Even when we do the right thing, chances are we’ll fail. Less than a quarter of new year resolutions stick, according to research.
So, this new year, how can we be persuaded to do the right thing? Governments, healthcare practitioners and experts are increasingly turning to behavioural science to help them directly affect behaviour and improve health outcomes. But it’s important to take the right approach for your target audience.

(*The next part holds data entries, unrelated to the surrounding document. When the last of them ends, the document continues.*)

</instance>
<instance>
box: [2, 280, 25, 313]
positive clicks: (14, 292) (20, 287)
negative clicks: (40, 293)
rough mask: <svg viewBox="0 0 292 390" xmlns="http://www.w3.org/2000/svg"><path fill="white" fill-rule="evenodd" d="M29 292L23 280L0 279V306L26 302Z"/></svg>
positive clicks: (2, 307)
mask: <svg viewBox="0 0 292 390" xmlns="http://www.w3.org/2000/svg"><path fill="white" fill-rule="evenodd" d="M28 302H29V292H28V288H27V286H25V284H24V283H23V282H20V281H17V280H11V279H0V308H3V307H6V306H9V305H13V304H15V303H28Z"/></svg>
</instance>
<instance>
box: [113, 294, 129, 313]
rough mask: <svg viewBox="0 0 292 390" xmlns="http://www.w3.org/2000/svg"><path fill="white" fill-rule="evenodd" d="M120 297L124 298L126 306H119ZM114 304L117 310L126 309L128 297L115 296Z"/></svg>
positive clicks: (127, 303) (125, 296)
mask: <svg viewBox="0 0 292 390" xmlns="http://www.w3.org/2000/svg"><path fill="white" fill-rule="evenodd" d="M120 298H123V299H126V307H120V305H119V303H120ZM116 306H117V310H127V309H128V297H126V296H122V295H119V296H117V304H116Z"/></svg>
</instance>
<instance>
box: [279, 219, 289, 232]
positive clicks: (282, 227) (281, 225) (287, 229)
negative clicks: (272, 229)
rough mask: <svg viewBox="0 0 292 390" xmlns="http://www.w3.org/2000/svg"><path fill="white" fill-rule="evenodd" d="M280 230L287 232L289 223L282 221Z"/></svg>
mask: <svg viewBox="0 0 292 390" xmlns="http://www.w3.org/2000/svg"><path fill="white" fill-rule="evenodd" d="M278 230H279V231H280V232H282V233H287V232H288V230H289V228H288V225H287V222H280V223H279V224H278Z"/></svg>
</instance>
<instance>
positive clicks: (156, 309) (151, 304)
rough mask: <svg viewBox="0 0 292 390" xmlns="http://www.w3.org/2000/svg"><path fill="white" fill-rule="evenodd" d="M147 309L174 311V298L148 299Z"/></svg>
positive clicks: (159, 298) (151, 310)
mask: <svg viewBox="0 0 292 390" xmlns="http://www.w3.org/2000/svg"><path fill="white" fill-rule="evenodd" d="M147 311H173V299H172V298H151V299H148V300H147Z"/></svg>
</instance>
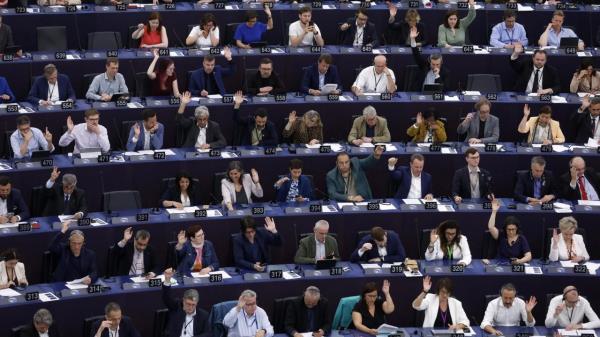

The hug, shove, or smack approach
Traditionally, interventions in healthcare have been a mix of hugs, shoves and smacks.
Financial incentives such as vouchers in exchange for healthy behaviour are called “hugs”. Tougher measures that restrict choice, like increasing the price of cigarettes or limiting takeaways in schools, are “shoves”. Bans, such as the restriction on smoking in public places, are simply known as “smacks”.
While hugs may be effective in achieving a desired behaviour, they’re an expensive solution and not ideal, particularly at a time of fiscal austerity. Shoves and smacks can feel high-handed and alienating and can be counter-productive.
How are nudges different?
“Nudges” are an alternative to hugs, shoves and smacks. Insights from behavioural economics and psychology have found that nudges can be used to influence human behaviour in a low-cost, unobtrusive way, by simply changing the way a choice is presented to a person.
Here are four examples:
Changes to environment: Restructuring the environment can influence behaviour. For example, designing a building with fewer lifts will encourage people to take the stairs, thereby increasing their physical activity.
Change default settings: People often behave automatically. Making the desired behaviour the automatic option can help to influence change. For example, making salad the default option instead of chips, or confining sugary and fatty food to a single, more hard-to-get-to aisle at a supermarket.
Using norms: This involves harnessing the “bandwagon effect” by presenting the behaviour as one that a lot of people are adopting. People tend to be more motivated to do something if other people are doing it.
Framing: Another common nudge is to present the same situation from a different perspective. This is called “framing”. For example, presenting a situation in terms of what someone will lose or miss out on is often better at changing behaviour than focusing on what they will gain.
How can we use nudges in health messaging?
At Thrive, we know that nudges can influence individual health behaviour in the same way that it influences population health. So, for example, to encourage a new mum to breastfeed or to encourage a person living with HIV to keep taking the medication, we have developed messaging programmes that use a variety of nudges. Here are eight key nudge techniques:
- Breaking a behaviour down into small, achievable steps
- Setting goals
- Signposting progress
- Acknowledging and congratulating small successes
- Sending reminders and alerts
- Framing the benefits of the desired behaviour in a certain way
- Highlighting the immediate benefits of the desired behaviour
- Addressing common barriers by providing easy solutions
We’ve found that the use of nudge theory in crafting messages has the potential to not only change individual behaviour but also empower whole communities to make informed health choices.